Yogurt doesn’t make for a great tip | SummitDaily.com

Yogurt doesn’t make for a great tip

Sarah Mausolf
vail daily
NWS Tipping DT 12-18-09

EAGLE COUNTY, Colorado – A motorcycle, a hotel key and yogurt.

What do they have common?

They’re all quirky tips mountain resort customers have left at local restaurants. While many customers are content to leave the standard 20 percent of the bill as gratuity, others have left memorable alternatives.

A bartender at one Vail restaurant said a regular customer once gave him a Yamaha as a tip.

“A regular came in; he always gave me $100 bills. Then one day, I said I wanted to go look at a motorcycle. He said he’d give me one, and he did,” said the bartender, who declined to be named out of fear of tax ramifications.

Ti Diaz, lead server at The Chophouse in Beaver Creek, said he once received a unique gift from a couple that owns a home in Beaver Creek.

“They gave me this silk tie,” he said, gesturing to his neckwear. “That was their appreciation for me being their regular server over the years, so I wear it all the time.”

While some gratuities have left local servers smiling, others have failed to make it into the tips hall of fame.

Annie Grossinger, a server at The Red Lion in Vail, said a man once left a waitress three Yoplait yogurts as a tip, noting they came from his hotel buffet. Equally mysterious, someone recently left a hotel key in the tips jar at Pazzo’s Pizzeria in Vail, staff there reported.

Claire Zbierajewski, a bartender at The George in Vail, said she once got a $200 tip on a $100 tab, but she’s also had a guy leave just his digits as a thanks.

“He wrote his phone number on the tip line of the credit card receipt and didn’t leave me anything,” she said. “I didn’t call.”

This time of year can be good for those who depend on tips for their livelihood, said Kathleen Byrne, a server at The Chophouse and a sleigh host/server for Beano’s Cabin in Beaver Creek.

“Customers tend to be a little more generous over the holidays, but I’d also like to add that here in Beaver Creek, people are on vacation when they’re here, and typically, tipping has been very good,” she said.

Fellow Chophouse server Danny Carleton said he also notices that tips are better over the holidays.

“When people drink more, they tend to tip more,” he said. “It doesn’t matter whether it’s Christmas, New Year’s Eve or Fourth of July, once the spirit is in the air, people tend to tip a little bit better.”

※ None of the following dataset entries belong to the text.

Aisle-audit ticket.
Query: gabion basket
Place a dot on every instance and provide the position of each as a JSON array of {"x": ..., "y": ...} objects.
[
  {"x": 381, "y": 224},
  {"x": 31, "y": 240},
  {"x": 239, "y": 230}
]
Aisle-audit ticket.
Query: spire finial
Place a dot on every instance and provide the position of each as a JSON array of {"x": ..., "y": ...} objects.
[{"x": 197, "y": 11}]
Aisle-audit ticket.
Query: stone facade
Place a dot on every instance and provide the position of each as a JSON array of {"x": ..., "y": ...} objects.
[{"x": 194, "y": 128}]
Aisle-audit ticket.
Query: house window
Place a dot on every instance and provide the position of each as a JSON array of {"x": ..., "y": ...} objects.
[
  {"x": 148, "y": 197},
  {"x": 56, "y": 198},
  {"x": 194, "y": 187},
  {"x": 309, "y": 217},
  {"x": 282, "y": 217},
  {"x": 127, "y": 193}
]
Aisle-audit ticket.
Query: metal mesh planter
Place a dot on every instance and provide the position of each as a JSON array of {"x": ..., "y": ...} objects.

Several servers said that while many people tip heavily, the holidays also bring an influx of guests from other countries, where tipping practices are different from those in the U.S.

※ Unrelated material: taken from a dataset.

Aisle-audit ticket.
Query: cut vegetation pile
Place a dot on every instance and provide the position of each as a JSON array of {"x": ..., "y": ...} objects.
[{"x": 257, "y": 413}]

“A lot of people are not from the U.S. who come here, places like Argentina or Brazil or Germany, customers from all over the world,” said Brian Westmoreland, a server at The Gashouse in Edwards. “I think they have different customs in those countries in terms of tipping.”

For instance, customers may assume the bill includes a 10 percent tip, he said.

Diaz said he finds that tips are consistent throughout the season.

“I think that the guests tip consistently, holidays or not,” he said. “But I think guests tip differently when you make them feel comfortable here. A perfect example: A lot of families come in and maybe they’re here at the resort for the first time; a server could certainly give the guest a first-rate experience by letting them know things about the mountain, what’s happening around town, events, where to go, and then you may experience a thank-you.”